The LdapOrderingFilter provides:

  • Server-side sorting: Uses LDAP’s server-side sorting when supported

  • Client-side fallback: Automatically falls back to client-side sorting when needed

  • Field validation: Validates ordering fields against the LDAP model

  • Multiple field support: Supports ordering by multiple fields

  • Ascending/descending: Supports both ascending and descending ordering

  • Default ordering: Falls back to model’s default ordering when no ordering is specified

Basic Usage

Add the LdapOrderingFilter to your ViewSet’s filter_backends:

from rest_framework import viewsets
from ldaporm.restframework import LdapOrderingFilter, LdapCursorPagination
from your_app.models import YourLdapModel
from your_app.serializers import YourLdapModelSerializer

class YourLdapModelViewSet(viewsets.ModelViewSet):
    serializer_class = YourLdapModelSerializer
    pagination_class = LdapCursorPagination
    filter_backends = [LdapOrderingFilter]
    ordering_fields = ['field1', 'field2', 'field3']  # Optional: restrict fields
    ordering = ['field1']  # Default ordering
    lookup_field = 'dn'

    def get_queryset(self):
        return YourLdapModel.objects.all()

Configuration Options

ordering_fields

A list of field names that can be used for ordering. If not specified, all model fields are allowed.
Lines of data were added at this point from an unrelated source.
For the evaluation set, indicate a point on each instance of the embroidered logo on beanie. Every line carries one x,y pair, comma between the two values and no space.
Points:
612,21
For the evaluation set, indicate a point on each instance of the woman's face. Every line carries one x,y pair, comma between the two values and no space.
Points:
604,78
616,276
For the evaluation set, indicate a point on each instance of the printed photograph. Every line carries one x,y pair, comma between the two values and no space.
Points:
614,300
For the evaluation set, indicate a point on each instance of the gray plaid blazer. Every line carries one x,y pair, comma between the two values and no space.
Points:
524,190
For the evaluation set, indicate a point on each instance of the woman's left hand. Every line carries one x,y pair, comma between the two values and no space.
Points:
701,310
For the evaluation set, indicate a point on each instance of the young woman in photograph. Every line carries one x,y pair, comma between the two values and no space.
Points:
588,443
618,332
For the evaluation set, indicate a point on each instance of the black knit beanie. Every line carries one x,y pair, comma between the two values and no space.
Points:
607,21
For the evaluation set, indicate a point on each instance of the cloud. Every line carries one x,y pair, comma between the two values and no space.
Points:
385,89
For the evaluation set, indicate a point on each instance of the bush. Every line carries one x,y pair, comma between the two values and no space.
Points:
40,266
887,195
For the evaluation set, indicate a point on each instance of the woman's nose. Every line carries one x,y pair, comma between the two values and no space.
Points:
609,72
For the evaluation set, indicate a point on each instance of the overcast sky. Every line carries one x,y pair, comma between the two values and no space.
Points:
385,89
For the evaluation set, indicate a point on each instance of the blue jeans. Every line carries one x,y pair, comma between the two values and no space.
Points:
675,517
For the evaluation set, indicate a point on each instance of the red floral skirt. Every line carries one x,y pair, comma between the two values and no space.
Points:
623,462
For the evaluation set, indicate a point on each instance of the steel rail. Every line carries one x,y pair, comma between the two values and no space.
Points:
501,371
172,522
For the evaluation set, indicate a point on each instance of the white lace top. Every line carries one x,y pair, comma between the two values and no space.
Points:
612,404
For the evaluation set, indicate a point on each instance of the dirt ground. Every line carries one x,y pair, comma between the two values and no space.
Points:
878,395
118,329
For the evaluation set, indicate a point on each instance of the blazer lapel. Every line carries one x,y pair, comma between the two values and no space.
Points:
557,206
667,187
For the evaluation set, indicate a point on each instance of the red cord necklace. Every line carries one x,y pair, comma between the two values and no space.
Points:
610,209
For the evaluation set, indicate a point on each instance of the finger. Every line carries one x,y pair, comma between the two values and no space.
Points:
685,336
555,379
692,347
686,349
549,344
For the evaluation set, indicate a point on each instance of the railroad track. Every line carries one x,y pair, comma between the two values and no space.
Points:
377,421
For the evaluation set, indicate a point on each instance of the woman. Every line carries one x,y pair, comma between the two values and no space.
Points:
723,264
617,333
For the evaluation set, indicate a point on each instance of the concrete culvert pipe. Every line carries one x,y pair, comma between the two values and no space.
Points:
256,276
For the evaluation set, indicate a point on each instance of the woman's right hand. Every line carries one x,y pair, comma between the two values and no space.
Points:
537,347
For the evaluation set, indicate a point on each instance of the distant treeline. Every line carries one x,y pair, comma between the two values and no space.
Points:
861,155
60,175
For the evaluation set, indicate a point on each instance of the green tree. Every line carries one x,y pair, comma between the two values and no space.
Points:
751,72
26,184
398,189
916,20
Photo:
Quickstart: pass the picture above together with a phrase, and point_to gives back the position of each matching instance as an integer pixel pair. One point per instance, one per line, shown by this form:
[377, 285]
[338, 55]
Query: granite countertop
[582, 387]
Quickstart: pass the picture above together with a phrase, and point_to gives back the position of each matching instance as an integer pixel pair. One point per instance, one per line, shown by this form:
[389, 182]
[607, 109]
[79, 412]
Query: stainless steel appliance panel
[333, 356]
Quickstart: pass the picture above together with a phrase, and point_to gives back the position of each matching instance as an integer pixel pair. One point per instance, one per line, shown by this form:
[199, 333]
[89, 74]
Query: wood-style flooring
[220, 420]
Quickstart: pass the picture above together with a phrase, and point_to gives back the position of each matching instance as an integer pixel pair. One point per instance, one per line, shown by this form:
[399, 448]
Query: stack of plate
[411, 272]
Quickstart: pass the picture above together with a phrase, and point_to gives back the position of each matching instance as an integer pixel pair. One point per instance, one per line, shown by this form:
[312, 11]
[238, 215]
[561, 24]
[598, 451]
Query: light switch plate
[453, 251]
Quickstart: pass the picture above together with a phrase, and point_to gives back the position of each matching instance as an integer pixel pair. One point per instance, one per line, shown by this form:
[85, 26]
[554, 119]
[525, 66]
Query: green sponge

class UserViewSet(viewsets.ModelViewSet):
    ordering_fields = ['uid', 'cn', 'mail', 'created']
    # ... rest of configuration

ordering

The default ordering to use when no ordering parameter is provided. This can be a single field or a list of fields.

class UserViewSet(viewsets.ModelViewSet):
    ordering = ['uid']  # Single field
    # or
    ordering = ['uid', 'cn']  # Multiple fields

ordering_param

The query parameter name for ordering (default: ‘ordering’).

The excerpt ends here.